The other issue the bank notes is a number of these higher demand countries such as China and Malaysia in Asia, countries in the Middle East and Brazil in South America are being insulated by government subsidies, meaning consumers are not feeling the full force of the recent gains in the oil price. This helps support demand and continues to push the balance towards a tighter market and this in turn supports higher oil prices going forward, hence the increases to the bank’s forecasts.
Commonwealth Bank commodity strategist David Moore agrees non-OPEC supply concerns are continuing to be an issue for the oil market, but despite increasingly positive market sentiment with respect to the oil price he remains of the view the price will correct from its current elevated level.

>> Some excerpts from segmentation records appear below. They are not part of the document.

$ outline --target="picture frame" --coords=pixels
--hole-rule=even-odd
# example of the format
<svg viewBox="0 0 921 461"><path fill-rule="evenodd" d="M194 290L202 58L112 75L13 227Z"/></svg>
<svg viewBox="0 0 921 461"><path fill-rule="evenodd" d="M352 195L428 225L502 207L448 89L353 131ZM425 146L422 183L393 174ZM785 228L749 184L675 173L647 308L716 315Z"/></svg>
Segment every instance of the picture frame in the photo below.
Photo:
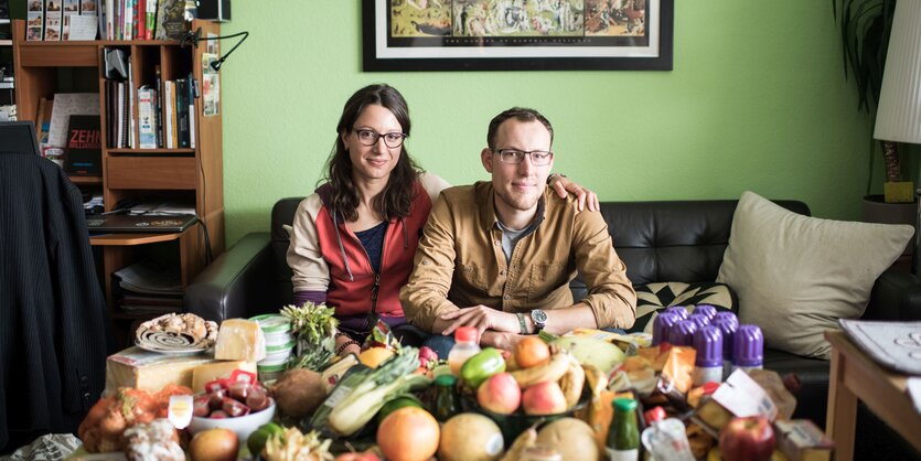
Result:
<svg viewBox="0 0 921 461"><path fill-rule="evenodd" d="M363 69L671 71L674 0L362 0Z"/></svg>

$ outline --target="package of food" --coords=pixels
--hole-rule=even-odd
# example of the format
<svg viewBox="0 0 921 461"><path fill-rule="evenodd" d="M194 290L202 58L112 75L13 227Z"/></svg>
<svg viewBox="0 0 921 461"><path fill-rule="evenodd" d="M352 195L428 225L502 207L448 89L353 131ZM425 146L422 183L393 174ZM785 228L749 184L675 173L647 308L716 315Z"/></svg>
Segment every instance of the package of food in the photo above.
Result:
<svg viewBox="0 0 921 461"><path fill-rule="evenodd" d="M774 421L778 449L789 461L828 461L834 443L807 419Z"/></svg>

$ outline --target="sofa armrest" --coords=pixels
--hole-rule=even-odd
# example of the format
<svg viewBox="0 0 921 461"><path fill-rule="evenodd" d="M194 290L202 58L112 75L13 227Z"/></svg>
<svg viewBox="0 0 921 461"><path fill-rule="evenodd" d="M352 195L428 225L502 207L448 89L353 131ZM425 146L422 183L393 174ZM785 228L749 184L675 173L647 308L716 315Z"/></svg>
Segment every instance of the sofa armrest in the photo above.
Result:
<svg viewBox="0 0 921 461"><path fill-rule="evenodd" d="M876 280L865 320L921 320L921 280L889 268Z"/></svg>
<svg viewBox="0 0 921 461"><path fill-rule="evenodd" d="M267 289L270 274L269 233L247 234L185 288L182 305L218 323L251 317L260 305L276 305Z"/></svg>

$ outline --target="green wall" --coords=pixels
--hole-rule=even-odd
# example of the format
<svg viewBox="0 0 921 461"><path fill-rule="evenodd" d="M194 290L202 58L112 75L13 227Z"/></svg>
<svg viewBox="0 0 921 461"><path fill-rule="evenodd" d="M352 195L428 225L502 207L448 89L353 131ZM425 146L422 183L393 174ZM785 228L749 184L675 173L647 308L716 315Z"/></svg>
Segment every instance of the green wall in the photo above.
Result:
<svg viewBox="0 0 921 461"><path fill-rule="evenodd" d="M554 124L555 170L602 200L752 190L856 219L869 121L831 2L675 3L671 72L363 73L358 0L237 0L223 32L250 36L222 68L228 244L267 230L278 199L314 189L342 105L378 82L409 101L411 154L454 184L485 178L486 124L523 105Z"/></svg>

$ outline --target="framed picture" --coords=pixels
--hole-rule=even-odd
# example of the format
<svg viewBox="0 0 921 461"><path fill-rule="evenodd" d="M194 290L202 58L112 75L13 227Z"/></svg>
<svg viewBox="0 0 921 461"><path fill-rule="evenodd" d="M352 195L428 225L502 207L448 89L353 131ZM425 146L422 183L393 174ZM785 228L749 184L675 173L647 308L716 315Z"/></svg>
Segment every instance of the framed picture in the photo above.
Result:
<svg viewBox="0 0 921 461"><path fill-rule="evenodd" d="M674 0L362 0L377 71L671 71Z"/></svg>

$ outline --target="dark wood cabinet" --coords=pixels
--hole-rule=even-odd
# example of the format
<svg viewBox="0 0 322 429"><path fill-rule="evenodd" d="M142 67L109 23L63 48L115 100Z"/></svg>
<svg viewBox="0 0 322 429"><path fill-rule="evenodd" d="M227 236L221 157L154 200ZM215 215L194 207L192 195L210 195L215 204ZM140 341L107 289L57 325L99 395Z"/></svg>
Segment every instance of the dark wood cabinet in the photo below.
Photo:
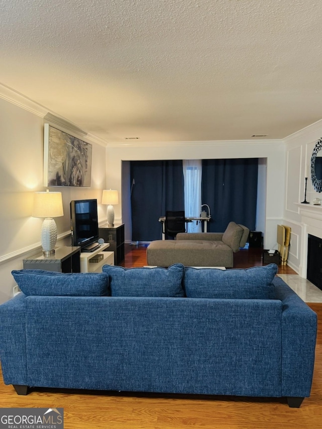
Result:
<svg viewBox="0 0 322 429"><path fill-rule="evenodd" d="M23 261L24 269L46 270L59 273L79 273L80 248L62 246L55 249L55 253L44 256L42 253Z"/></svg>
<svg viewBox="0 0 322 429"><path fill-rule="evenodd" d="M108 250L114 252L114 265L122 262L124 259L124 224L104 225L99 228L99 235L106 243L110 243Z"/></svg>

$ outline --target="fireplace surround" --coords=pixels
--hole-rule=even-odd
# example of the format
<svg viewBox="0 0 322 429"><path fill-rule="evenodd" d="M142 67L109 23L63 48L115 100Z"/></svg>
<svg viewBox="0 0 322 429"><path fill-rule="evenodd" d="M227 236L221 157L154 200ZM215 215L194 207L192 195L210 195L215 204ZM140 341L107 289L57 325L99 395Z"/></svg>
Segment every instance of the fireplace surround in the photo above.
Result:
<svg viewBox="0 0 322 429"><path fill-rule="evenodd" d="M307 236L306 278L322 290L322 238L311 234Z"/></svg>

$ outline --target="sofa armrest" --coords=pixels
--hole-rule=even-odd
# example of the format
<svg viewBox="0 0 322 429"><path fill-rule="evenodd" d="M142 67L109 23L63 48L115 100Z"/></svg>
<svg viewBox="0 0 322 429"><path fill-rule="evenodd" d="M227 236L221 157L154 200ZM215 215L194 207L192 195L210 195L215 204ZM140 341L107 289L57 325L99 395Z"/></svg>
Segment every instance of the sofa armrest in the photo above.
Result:
<svg viewBox="0 0 322 429"><path fill-rule="evenodd" d="M0 305L0 360L5 384L27 382L25 298L22 292Z"/></svg>
<svg viewBox="0 0 322 429"><path fill-rule="evenodd" d="M221 241L223 232L179 232L177 240L211 240Z"/></svg>
<svg viewBox="0 0 322 429"><path fill-rule="evenodd" d="M308 397L314 368L316 314L282 279L276 277L273 283L276 298L283 305L282 396Z"/></svg>

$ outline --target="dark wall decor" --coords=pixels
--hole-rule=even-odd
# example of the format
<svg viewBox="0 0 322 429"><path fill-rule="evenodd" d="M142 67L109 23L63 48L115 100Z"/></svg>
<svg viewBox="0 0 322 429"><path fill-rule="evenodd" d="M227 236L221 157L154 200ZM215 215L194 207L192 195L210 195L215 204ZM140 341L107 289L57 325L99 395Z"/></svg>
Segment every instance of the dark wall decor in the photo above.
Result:
<svg viewBox="0 0 322 429"><path fill-rule="evenodd" d="M311 178L316 192L322 192L322 157L318 155L320 150L322 150L321 139L316 142L311 157Z"/></svg>
<svg viewBox="0 0 322 429"><path fill-rule="evenodd" d="M92 145L44 124L44 186L90 187Z"/></svg>

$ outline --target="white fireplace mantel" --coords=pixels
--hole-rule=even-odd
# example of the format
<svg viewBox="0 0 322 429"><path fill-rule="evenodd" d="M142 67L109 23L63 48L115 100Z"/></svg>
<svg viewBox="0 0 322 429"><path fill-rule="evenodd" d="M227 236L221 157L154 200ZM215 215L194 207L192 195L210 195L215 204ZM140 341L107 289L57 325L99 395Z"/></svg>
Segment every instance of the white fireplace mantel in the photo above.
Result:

Moore also expects the US dollar to recover modestly over the course of coming months and if this occurs he sees it as helping oil prices to ease from current levels. Having said that he acknowledges the upside risks to prices remain clearly in evidence given the worries over non-OPEC production.
Market participants have increased their price expectations in recent months to reflect the potential for a tighter than previously expected market. This has turned up the oil price futures curve. Moore still expects the oil futures to return to a downward slope in coming months as market players slowly come to question the sustainablility of current prices.
If this occurs spot prices will follow, though with risk at present seemingly tilted to the upside it would, as market commentator Dennis Gartman previously said, be a brave or foolish man who tried to predict the top for oil prices.